The state Department for Public Health
‘s latest weekly report
showed 8,920 new cases, or 1,274 per day. The previous week’s total was 6,376, or 911 per day.
The share of people testing positive for the virus rose to 12.23%, up from 9.85%. That’s an increase of 24 percent and does not include at-home tests.
|Ky. Dept. for Public Health map, adapted by Ky. Health News
The New York Times ranked Kentucky’s rate of new cases over the last seven days ninth among the states, with a 44% increase in the last two weeks, second only to Michigan’s 55%. Tennessee was redder than Kentucky on the Times’ county-by-county map, but none of its most populous counties had high new-case rates.
Kentucky’s high-rate counties were also rural. Those with new-case rates more than double the statewide rate of 14.54 were Leslie, 40.5; Crittenden, 37.3; Simpson, 31.5; Rowan, 31; Bath, 30.9; Johnson, 29.6; and Lyon, 29.6.
In recent weeks, the state has reported more new cases of influenza than coronavirus cases. Kentucky’s weekly flu report for the week ended Dec. 17 had not been posted by 7 p.m. Tuesday, but the page
said it would be coming soon.
Among the new coronavirus cases, only 10.6% were in Kentuckians 18 or younger. The state attributed 45 more deaths to Covid-19, bringing Kentucky’s pandemic toll to 17,670.

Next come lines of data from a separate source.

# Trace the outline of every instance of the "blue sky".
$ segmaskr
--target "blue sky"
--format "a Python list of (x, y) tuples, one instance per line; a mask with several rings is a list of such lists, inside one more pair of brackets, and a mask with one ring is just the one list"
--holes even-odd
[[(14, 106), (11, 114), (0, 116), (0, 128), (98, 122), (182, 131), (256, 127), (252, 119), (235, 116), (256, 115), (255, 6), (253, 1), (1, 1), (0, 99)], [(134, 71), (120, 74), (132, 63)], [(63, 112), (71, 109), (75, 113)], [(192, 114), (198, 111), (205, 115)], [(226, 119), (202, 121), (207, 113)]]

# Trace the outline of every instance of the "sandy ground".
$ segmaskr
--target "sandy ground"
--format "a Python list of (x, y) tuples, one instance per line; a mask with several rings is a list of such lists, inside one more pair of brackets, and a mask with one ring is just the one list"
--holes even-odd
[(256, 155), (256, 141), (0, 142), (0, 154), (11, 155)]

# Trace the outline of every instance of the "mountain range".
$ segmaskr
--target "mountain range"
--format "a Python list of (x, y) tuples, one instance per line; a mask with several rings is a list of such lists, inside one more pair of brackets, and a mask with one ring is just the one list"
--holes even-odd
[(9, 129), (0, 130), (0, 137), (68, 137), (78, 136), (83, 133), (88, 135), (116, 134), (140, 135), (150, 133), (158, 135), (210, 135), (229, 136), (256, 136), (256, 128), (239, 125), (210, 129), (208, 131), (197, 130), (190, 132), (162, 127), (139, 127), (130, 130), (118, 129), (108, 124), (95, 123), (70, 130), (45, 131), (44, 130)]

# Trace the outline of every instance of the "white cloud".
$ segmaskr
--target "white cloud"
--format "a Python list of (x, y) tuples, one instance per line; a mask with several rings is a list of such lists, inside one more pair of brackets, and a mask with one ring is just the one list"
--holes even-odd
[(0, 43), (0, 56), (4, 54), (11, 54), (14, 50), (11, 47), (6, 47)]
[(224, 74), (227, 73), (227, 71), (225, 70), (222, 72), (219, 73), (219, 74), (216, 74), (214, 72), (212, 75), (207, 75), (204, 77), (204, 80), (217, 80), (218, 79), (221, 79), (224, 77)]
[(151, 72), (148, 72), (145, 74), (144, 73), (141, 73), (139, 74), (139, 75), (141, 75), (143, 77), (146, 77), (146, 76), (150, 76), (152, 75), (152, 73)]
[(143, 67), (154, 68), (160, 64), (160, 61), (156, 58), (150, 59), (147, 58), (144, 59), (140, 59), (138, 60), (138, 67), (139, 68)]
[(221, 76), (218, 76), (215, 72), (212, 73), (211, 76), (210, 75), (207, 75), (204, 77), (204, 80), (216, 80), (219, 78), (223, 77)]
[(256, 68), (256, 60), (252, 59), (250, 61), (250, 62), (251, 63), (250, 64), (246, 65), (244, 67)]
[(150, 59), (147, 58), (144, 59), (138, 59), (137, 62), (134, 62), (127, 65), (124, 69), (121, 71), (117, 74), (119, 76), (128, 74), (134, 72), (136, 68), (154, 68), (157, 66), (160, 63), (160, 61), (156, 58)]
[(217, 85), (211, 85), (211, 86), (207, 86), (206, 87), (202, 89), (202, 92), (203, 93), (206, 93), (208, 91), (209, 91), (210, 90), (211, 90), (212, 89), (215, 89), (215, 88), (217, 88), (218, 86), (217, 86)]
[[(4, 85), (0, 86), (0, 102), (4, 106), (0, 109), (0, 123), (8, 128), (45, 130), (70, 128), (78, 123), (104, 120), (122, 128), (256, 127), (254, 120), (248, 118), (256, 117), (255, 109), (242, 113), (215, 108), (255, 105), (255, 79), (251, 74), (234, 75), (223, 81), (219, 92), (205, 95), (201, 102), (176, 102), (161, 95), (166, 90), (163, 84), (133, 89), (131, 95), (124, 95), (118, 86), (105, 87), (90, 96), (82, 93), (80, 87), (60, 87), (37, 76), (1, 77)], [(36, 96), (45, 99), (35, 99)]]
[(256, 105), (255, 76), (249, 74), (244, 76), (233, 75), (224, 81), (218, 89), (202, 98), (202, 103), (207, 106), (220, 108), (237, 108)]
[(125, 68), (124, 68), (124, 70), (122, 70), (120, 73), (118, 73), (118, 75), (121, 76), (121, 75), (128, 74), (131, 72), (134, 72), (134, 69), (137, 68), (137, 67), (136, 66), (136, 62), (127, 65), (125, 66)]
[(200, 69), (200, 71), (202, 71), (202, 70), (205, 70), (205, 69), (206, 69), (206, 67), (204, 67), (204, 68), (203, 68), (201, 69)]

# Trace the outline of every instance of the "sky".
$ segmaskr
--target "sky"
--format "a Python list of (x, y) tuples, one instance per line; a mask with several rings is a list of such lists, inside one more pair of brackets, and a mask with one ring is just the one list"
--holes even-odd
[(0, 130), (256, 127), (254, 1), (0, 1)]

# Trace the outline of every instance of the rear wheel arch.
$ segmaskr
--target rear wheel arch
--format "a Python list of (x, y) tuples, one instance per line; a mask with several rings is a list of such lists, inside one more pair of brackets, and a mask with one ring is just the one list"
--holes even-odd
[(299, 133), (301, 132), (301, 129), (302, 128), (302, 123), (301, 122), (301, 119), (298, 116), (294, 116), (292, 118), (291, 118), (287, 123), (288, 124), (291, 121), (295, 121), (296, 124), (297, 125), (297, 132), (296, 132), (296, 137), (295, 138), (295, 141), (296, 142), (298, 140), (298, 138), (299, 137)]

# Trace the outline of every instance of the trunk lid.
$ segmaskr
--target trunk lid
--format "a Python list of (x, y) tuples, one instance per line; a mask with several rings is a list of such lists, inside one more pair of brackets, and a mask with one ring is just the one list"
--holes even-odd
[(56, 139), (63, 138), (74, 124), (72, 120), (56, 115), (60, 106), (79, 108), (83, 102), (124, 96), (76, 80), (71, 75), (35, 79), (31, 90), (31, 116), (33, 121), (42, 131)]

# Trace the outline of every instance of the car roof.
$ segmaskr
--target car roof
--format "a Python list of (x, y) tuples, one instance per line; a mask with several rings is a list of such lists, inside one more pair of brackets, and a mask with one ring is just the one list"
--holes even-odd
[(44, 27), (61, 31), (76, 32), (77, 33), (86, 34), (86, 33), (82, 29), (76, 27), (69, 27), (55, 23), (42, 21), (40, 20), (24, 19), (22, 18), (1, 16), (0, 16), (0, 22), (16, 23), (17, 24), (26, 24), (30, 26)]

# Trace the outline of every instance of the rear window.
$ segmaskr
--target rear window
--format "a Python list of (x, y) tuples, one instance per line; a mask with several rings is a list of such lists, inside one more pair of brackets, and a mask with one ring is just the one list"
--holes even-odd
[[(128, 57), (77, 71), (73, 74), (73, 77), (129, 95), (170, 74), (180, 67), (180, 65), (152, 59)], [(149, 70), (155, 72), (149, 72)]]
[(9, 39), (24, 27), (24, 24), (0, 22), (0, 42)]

Kentucky hospitals reported 405 patients with Covid-19 Monday morning, up from 370 a week earlier, with 49 in intensive care (up 7) and 16 on mechanical ventilation (down 4).

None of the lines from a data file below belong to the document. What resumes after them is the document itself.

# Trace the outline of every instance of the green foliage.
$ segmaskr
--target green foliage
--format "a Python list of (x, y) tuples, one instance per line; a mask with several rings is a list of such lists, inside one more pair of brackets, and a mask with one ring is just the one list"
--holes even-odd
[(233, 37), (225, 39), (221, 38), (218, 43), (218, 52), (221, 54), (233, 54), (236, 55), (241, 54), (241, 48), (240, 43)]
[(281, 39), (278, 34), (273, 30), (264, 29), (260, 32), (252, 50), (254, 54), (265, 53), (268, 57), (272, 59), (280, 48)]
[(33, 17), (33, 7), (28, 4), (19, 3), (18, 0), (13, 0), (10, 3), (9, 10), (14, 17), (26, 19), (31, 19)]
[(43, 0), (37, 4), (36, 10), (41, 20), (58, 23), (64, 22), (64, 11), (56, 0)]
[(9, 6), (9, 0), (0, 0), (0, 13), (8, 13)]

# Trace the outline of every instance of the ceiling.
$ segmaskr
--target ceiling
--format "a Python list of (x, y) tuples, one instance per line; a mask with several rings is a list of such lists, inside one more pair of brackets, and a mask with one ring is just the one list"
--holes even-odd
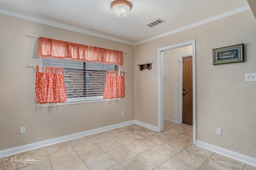
[[(3, 14), (134, 45), (250, 9), (246, 0), (130, 0), (132, 8), (121, 18), (110, 8), (113, 0), (0, 0), (0, 9)], [(158, 19), (165, 22), (146, 26)]]

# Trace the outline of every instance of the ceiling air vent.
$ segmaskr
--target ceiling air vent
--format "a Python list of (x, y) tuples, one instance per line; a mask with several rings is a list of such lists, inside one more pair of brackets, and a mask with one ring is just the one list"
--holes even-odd
[(157, 25), (159, 24), (160, 23), (162, 23), (163, 22), (165, 22), (164, 21), (158, 19), (155, 21), (153, 21), (153, 22), (151, 22), (148, 24), (146, 25), (148, 26), (150, 28), (152, 28), (154, 26), (156, 26)]

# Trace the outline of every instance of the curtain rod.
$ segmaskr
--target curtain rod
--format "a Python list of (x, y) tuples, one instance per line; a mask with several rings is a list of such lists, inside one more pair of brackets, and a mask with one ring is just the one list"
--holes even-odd
[[(30, 67), (35, 67), (36, 66), (36, 65), (33, 64), (28, 64), (28, 66)], [(46, 67), (46, 66), (44, 66)], [(123, 71), (122, 70), (118, 70), (118, 71)], [(123, 71), (125, 73), (127, 73), (127, 72), (126, 71)]]
[[(39, 36), (34, 35), (32, 34), (28, 34), (27, 36), (29, 37), (32, 37), (32, 38), (39, 38), (40, 37)], [(127, 52), (125, 51), (123, 51), (123, 53), (126, 54), (127, 54)]]

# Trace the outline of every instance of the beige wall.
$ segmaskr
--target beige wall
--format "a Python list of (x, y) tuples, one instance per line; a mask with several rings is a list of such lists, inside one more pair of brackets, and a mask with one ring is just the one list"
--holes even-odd
[(192, 46), (163, 52), (164, 118), (179, 121), (179, 56), (192, 53)]
[[(134, 117), (132, 45), (1, 14), (0, 150), (83, 132)], [(119, 100), (41, 107), (34, 94), (38, 39), (29, 34), (124, 51), (126, 97)], [(125, 111), (121, 115), (121, 111)], [(20, 134), (20, 127), (26, 133)]]
[[(256, 72), (255, 30), (248, 10), (136, 45), (134, 64), (153, 64), (134, 68), (135, 119), (158, 125), (157, 49), (195, 39), (197, 140), (256, 158), (256, 82), (245, 82)], [(212, 65), (212, 49), (242, 43), (244, 63)]]

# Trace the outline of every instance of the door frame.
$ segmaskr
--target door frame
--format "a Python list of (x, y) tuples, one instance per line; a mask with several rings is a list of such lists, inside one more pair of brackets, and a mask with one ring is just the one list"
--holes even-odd
[(196, 145), (196, 40), (193, 39), (183, 43), (169, 45), (158, 49), (158, 131), (164, 130), (164, 78), (163, 74), (163, 52), (171, 50), (192, 45), (192, 64), (193, 74), (193, 144)]
[[(185, 55), (179, 55), (179, 123), (182, 123), (182, 106), (183, 106), (183, 100), (182, 100), (182, 88), (183, 88), (183, 63), (182, 62), (183, 58), (187, 57), (188, 57), (192, 56), (193, 54), (190, 53)], [(192, 62), (193, 63), (193, 62)], [(194, 96), (194, 94), (193, 95)], [(194, 100), (194, 99), (193, 99)], [(193, 119), (194, 121), (194, 119)], [(193, 122), (194, 123), (194, 122)], [(194, 125), (194, 124), (193, 124)]]

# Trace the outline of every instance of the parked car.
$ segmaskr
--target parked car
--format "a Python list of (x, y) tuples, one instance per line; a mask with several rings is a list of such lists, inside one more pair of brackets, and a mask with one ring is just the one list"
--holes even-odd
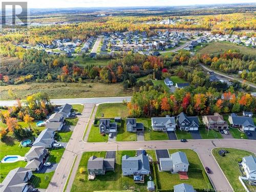
[(228, 133), (227, 133), (227, 131), (226, 131), (226, 130), (223, 130), (223, 132), (225, 135), (228, 135)]
[(186, 139), (182, 139), (180, 140), (180, 142), (187, 142), (187, 140)]
[(210, 169), (208, 167), (205, 167), (205, 170), (206, 170), (206, 172), (208, 174), (210, 174)]
[(251, 132), (248, 132), (248, 131), (247, 131), (247, 132), (245, 132), (245, 134), (246, 134), (247, 135), (248, 135), (248, 136), (251, 136)]
[(44, 165), (45, 166), (51, 166), (52, 163), (51, 163), (50, 162), (47, 162), (46, 163), (44, 163)]

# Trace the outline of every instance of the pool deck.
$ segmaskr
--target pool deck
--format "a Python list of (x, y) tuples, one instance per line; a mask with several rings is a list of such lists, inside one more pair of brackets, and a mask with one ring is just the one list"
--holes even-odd
[[(15, 160), (13, 161), (5, 161), (5, 159), (8, 157), (17, 157), (18, 158), (17, 160)], [(17, 161), (25, 161), (25, 158), (24, 157), (22, 157), (19, 155), (6, 155), (1, 160), (1, 163), (14, 163)]]

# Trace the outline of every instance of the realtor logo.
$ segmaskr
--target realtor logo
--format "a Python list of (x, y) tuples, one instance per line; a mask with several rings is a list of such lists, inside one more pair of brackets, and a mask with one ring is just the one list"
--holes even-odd
[(14, 28), (17, 26), (26, 27), (28, 24), (27, 8), (27, 2), (2, 2), (2, 28)]

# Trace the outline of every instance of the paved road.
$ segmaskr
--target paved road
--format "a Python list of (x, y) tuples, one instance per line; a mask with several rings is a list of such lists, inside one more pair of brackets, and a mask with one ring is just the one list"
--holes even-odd
[(231, 79), (231, 80), (236, 80), (238, 81), (239, 81), (239, 82), (240, 82), (242, 83), (243, 83), (244, 82), (246, 82), (247, 84), (248, 84), (248, 85), (249, 85), (252, 88), (256, 89), (256, 86), (254, 84), (252, 83), (251, 82), (247, 81), (246, 81), (245, 80), (243, 80), (243, 79), (240, 79), (240, 78), (234, 78), (234, 77), (231, 77), (231, 76), (230, 76), (229, 75), (224, 74), (223, 74), (222, 73), (220, 73), (218, 71), (215, 71), (215, 70), (213, 70), (211, 69), (210, 69), (208, 67), (207, 67), (204, 66), (204, 65), (203, 65), (203, 64), (199, 64), (199, 65), (201, 67), (202, 67), (203, 69), (204, 69), (205, 70), (206, 70), (207, 71), (214, 71), (216, 74), (218, 74), (219, 75), (222, 76), (223, 77), (225, 77), (227, 78), (228, 79)]
[[(100, 103), (103, 102), (120, 102), (123, 100), (130, 101), (132, 97), (95, 97), (95, 98), (79, 98), (74, 99), (53, 99), (51, 102), (53, 104), (60, 105), (65, 103)], [(15, 100), (9, 101), (0, 101), (0, 106), (11, 106), (15, 105), (17, 101)]]
[(92, 49), (92, 51), (91, 53), (97, 53), (97, 50), (98, 49), (98, 47), (99, 47), (99, 44), (100, 41), (101, 41), (101, 39), (102, 39), (102, 36), (98, 36), (97, 38), (97, 40), (93, 46), (93, 49)]

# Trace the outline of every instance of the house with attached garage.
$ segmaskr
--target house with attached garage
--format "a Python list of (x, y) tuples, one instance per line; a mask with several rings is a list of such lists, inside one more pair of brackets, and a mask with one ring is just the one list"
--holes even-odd
[(203, 116), (203, 122), (205, 126), (209, 130), (226, 130), (228, 125), (224, 121), (222, 115), (218, 113), (215, 113), (214, 115), (206, 115)]
[(187, 172), (189, 163), (186, 154), (178, 152), (172, 154), (170, 158), (159, 158), (161, 170), (172, 173)]
[(250, 155), (243, 157), (242, 165), (250, 184), (256, 185), (256, 157)]
[(199, 121), (198, 117), (188, 117), (181, 112), (177, 116), (177, 119), (181, 131), (198, 130)]
[(126, 120), (126, 130), (129, 132), (144, 131), (144, 125), (142, 123), (137, 123), (136, 118), (127, 118)]
[(167, 86), (173, 86), (174, 85), (174, 82), (170, 80), (168, 77), (164, 79), (164, 83)]
[(30, 191), (33, 186), (28, 182), (33, 174), (32, 170), (23, 167), (17, 167), (9, 172), (4, 181), (0, 183), (2, 192)]
[(99, 128), (100, 134), (117, 133), (117, 123), (111, 122), (110, 119), (101, 119), (99, 120)]
[(63, 126), (64, 117), (60, 113), (55, 113), (51, 115), (46, 121), (46, 127), (54, 131), (60, 131)]
[(87, 169), (90, 175), (105, 175), (106, 172), (115, 172), (115, 158), (104, 159), (102, 157), (91, 156), (87, 164)]
[(28, 162), (25, 168), (37, 171), (44, 164), (48, 154), (48, 150), (44, 146), (33, 146), (28, 153), (25, 154), (25, 160)]
[(255, 131), (256, 128), (251, 117), (239, 116), (235, 113), (231, 113), (228, 116), (228, 121), (231, 126), (241, 127), (243, 131)]
[(174, 192), (196, 192), (192, 185), (181, 183), (174, 186)]
[(150, 174), (148, 158), (144, 154), (137, 157), (130, 157), (125, 155), (122, 157), (122, 170), (123, 176)]
[(153, 117), (151, 125), (154, 131), (174, 131), (176, 127), (176, 122), (174, 117), (166, 115), (165, 117)]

The current surge of the coronavirus in China increases the risk of a mutation that could overcome current vaccines, report Aniruddha Ghosal and Laura Ungar of The Associated Press: “Every new infection offers a chance for the coronavirus to mutate, and the virus is spreading rapidly in China. The country of 1.4 billion has largely abandoned its ‘zero Covid’ policy. Though overall reported vaccination rates are high, booster levels are lower, especially among older people. Domestic vaccines have proven less effective against serious infection than Western-made messenger RNA versions. Many were given more than a year ago, meaning immunity has waned.”